Introduction

Nonalcoholic fatty liver disease (NAFLD) is the most common cause of liver disease worldwide, affecting approximately 20 % of the general population, based on different assessment methods such as ultrasonography, liver biopsy, or liver test abnormalities [1]. In the USA, some studies based on MRI evaluation estimate a prevalence of 31 %, while others 47 % based on ultrasonography findings [2, 3]. While the prevalence of other liver diseases has been stable over the last 20 years, NAFLD has increased remarkably over the last years along with the prevalence of metabolic syndrome [4]. With the current and rising prevalence of NAFLD, diagnostic tools not only for disease assessment but also for follow-up are required.

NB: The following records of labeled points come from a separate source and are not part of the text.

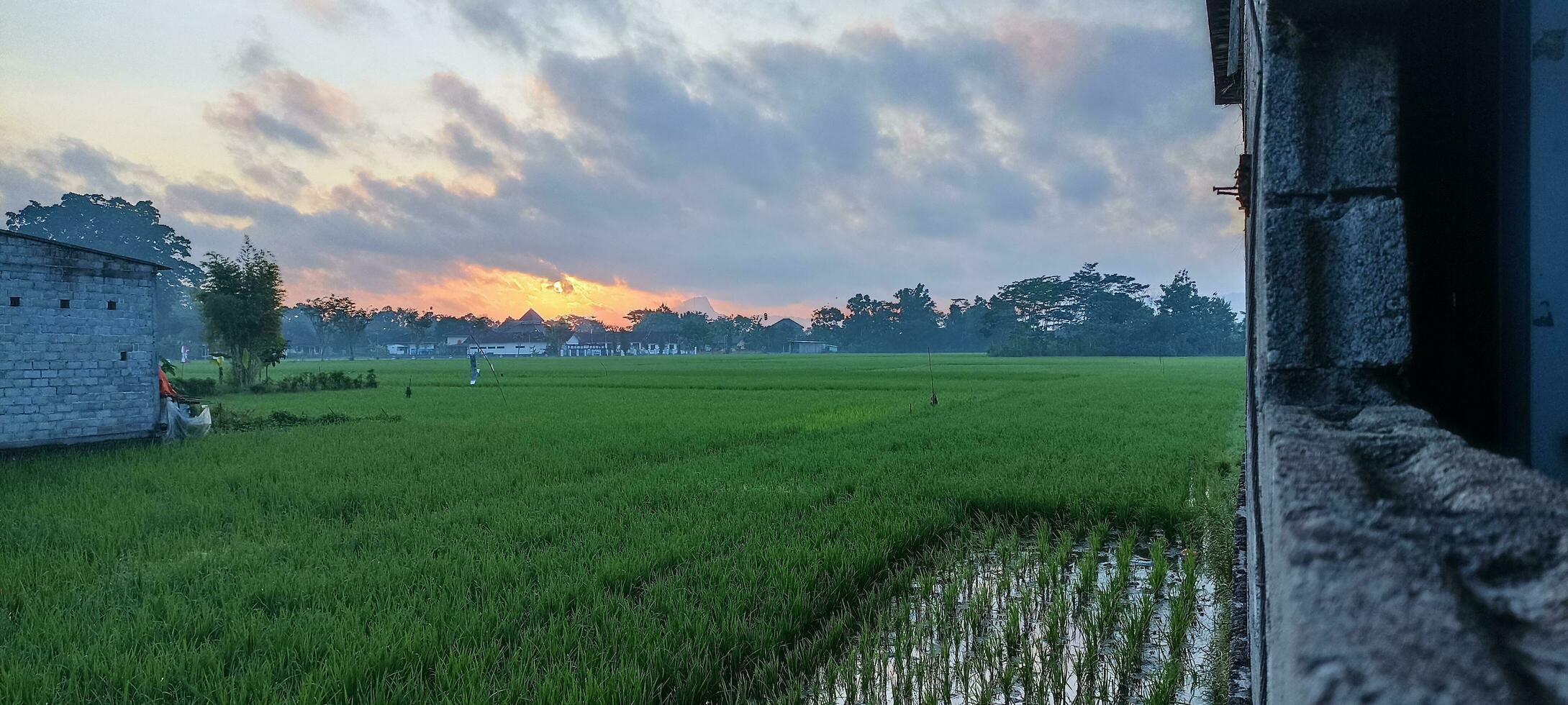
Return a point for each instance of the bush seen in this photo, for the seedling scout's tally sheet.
(225, 419)
(316, 383)
(195, 388)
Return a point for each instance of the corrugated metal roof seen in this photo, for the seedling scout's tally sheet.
(82, 248)
(1227, 83)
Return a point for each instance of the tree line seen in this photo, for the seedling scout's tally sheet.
(1084, 314)
(235, 309)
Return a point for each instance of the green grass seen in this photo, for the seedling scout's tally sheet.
(592, 532)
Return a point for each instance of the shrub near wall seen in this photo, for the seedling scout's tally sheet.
(316, 383)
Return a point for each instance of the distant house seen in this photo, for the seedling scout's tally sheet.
(786, 327)
(417, 350)
(592, 342)
(810, 347)
(653, 344)
(513, 337)
(76, 344)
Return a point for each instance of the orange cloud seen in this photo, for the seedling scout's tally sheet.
(501, 294)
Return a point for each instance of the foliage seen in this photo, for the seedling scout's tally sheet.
(115, 224)
(557, 332)
(1085, 314)
(336, 319)
(592, 532)
(195, 388)
(228, 419)
(242, 309)
(312, 381)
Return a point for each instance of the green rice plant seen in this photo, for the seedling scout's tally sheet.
(703, 528)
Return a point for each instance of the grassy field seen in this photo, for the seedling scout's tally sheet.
(589, 532)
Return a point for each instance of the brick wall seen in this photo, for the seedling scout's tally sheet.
(62, 370)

The natural history of NAFLD depends on severity of the liver damage and population risk factors, such as obesity and diabetes [5]. Disease spectrum ranges from the mild benign form with simple steatosis (NAFL) to the more severe form of the disease in 10–20 % of these patients, known as nonalcoholic steatohepatitis (NASH), characterized by steatosis, inflammation, and hepatocyte ballooning (apoptosis), leading to fibrosis [1, 6]. NASH has a more severe disease course, in which patients are more susceptible to develop liver cirrhosis and hepatocellular carcinoma [7, 8], so identifying patients at risk of end-stage liver disease is essential during evaluation and management [9]. In addition, patients with NASH have increased overall mortality, cardiovascular diseases, and liver-related complications [10]. Although some studies suggest that not only NASH but also NAFL can progress to liver fibrosis, the annual progression rate in patients with steatohepatitis in liver biopsy is higher than simple steatosis (one stage of progression over 7.1 vs. 14.3 years, respectively) [1113]. Moreover, the prognosis of patients with NASH appears to be directly related to fibrosis stages, which can predict both overall and disease-specific mortality. Ekstedt et al. [14] demonstrated that patients with fibrosis 3–4, irrespective of NAS, had increased mortality, with a HR 3.3.

At present, liver biopsy is the current way to evaluate the presence of NASH and assess the severity of liver damage; however, it is an invasive and expensive procedure, with known sampling variability and risks of complications such as bleeding, bile leaks, and death is rare cases. Therefore, noninvasive methods to distinguish between NAFLD and NASH and to predict fibrosis stage are imperatively required.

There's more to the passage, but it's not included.